I can't believe it. It was six weeks before the Design Automation Conference and Rajeev Madhavan, the chief executive officer of Magma Design Automation Inc., sweet-talked me into sitting through one of his Web seminars. "This is the end of synthesis as you know it, John," he said. "You've got to see our new stuff! It's your duty as the ESNUG guy to do this."
So I was stuck sitting through a Magma infomercial. Blah, blah, blah. Madhavan's people barked at me about BlastCreate, their spiffy new RTL synthesis tool stuffed inside the Magma tool set.
Howard Landman gave a talk on the predictability of the new Magma RTL-to-GDSII flow. He had studied two designs by repeatedly running them through the Magma flow with minor changes in the input constraints. For example, he ran a 5k-cell microprocessor design at 2.1 nanoseconds, then 2.2 ns, then 2.3 ns, constraints, etc.
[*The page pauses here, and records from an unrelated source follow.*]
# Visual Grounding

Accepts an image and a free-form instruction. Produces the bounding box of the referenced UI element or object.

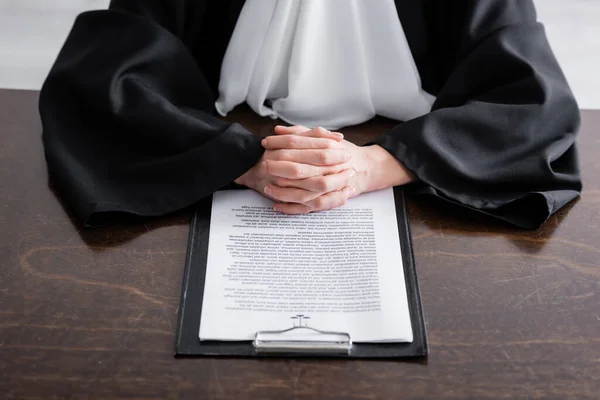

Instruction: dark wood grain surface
[0,91,600,399]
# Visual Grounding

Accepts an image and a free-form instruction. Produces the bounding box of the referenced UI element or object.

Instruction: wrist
[364,145,417,192]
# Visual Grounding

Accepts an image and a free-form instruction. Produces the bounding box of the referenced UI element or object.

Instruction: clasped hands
[235,126,413,214]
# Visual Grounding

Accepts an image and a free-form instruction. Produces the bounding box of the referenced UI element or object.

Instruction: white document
[199,189,413,342]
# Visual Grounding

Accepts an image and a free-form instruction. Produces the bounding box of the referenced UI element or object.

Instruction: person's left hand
[263,125,414,214]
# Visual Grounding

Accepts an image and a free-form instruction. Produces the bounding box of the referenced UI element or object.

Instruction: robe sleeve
[374,0,581,229]
[39,0,263,226]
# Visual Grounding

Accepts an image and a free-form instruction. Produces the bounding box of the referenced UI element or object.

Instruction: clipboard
[175,187,428,359]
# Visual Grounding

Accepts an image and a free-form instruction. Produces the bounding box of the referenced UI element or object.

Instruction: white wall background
[0,0,600,109]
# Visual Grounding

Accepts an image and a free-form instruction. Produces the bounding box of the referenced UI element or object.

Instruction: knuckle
[287,135,298,147]
[300,192,312,203]
[258,160,269,174]
[278,150,291,161]
[291,165,304,178]
[313,197,325,210]
[324,139,336,149]
[273,178,287,187]
[318,151,332,164]
[315,176,329,192]
[315,126,327,136]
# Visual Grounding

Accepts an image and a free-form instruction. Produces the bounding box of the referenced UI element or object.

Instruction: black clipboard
[175,187,428,359]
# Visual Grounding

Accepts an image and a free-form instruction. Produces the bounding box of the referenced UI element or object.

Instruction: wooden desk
[0,91,600,399]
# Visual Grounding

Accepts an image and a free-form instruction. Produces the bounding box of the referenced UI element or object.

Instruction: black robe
[40,0,581,228]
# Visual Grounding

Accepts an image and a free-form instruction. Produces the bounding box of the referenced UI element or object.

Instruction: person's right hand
[235,128,355,211]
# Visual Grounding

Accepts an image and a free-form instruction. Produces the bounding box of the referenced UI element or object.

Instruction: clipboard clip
[252,315,352,354]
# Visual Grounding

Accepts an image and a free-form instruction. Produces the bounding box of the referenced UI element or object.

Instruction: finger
[265,185,321,203]
[264,160,348,179]
[274,168,356,194]
[273,186,354,214]
[275,125,344,142]
[274,125,310,135]
[265,149,352,165]
[261,135,343,150]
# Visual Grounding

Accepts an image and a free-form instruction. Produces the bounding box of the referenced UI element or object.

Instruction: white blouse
[215,0,434,130]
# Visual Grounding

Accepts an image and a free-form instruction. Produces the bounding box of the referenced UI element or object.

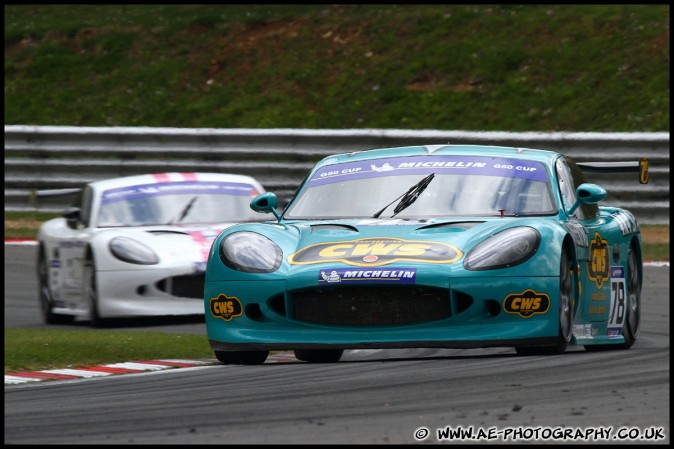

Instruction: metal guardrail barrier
[5,125,669,224]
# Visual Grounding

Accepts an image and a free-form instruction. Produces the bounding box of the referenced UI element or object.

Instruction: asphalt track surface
[4,245,670,444]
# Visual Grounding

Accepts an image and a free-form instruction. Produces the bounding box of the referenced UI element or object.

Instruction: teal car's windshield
[96,181,265,227]
[284,155,557,220]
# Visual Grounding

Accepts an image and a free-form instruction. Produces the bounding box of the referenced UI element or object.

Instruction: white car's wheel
[37,247,75,324]
[83,254,105,327]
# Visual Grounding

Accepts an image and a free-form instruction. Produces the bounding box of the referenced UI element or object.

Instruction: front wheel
[515,247,574,355]
[294,349,344,363]
[37,248,75,324]
[215,351,269,365]
[83,254,106,327]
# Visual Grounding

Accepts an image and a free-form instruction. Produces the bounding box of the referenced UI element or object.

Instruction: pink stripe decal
[152,173,170,182]
[190,231,211,262]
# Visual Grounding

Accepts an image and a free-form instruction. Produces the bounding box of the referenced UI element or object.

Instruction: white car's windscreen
[284,155,557,219]
[97,181,264,227]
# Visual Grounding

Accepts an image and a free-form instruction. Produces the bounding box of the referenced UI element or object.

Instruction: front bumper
[205,276,559,351]
[97,265,204,318]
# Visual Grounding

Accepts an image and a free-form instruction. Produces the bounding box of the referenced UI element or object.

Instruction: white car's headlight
[463,226,541,270]
[220,231,282,273]
[108,237,159,265]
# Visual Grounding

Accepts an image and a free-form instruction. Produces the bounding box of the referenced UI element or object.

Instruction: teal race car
[204,145,648,364]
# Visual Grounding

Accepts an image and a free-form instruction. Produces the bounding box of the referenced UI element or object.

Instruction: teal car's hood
[274,217,559,266]
[207,217,566,283]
Landman then plotted the area vs. delay. Yup, the Magma flow produced the expected "banana curve." Actually, it was more of a fuzzy "hard-elbow curve," but that didn't matter much. The important thing was that when your Magma input constraints were incrementally tightened, the area of your design grew incrementally higher. That is, the Magma flow wasn't drunk and unpredictable, but acted pretty much the way a user would want.
I stopped and thought a bit. Then it hit me. Landman had performed the exact same experiments six years ago using Synopsys' Design Compiler, which he presented at SNUG'97. Same fuzzy banana curves and everything. After the Web seminar, bored, I told Rajeev this. He replied, "The big difference is that Magma is doing it now and we've added GDSII. Magma's the next generation, John." And he said that with a straight face, too. Whatever.
If you want to see both of these presentations, go to the downloads section of www.DeepChip.com and they'll be there waiting for you. The more things change, the more they stay the same. Yawn.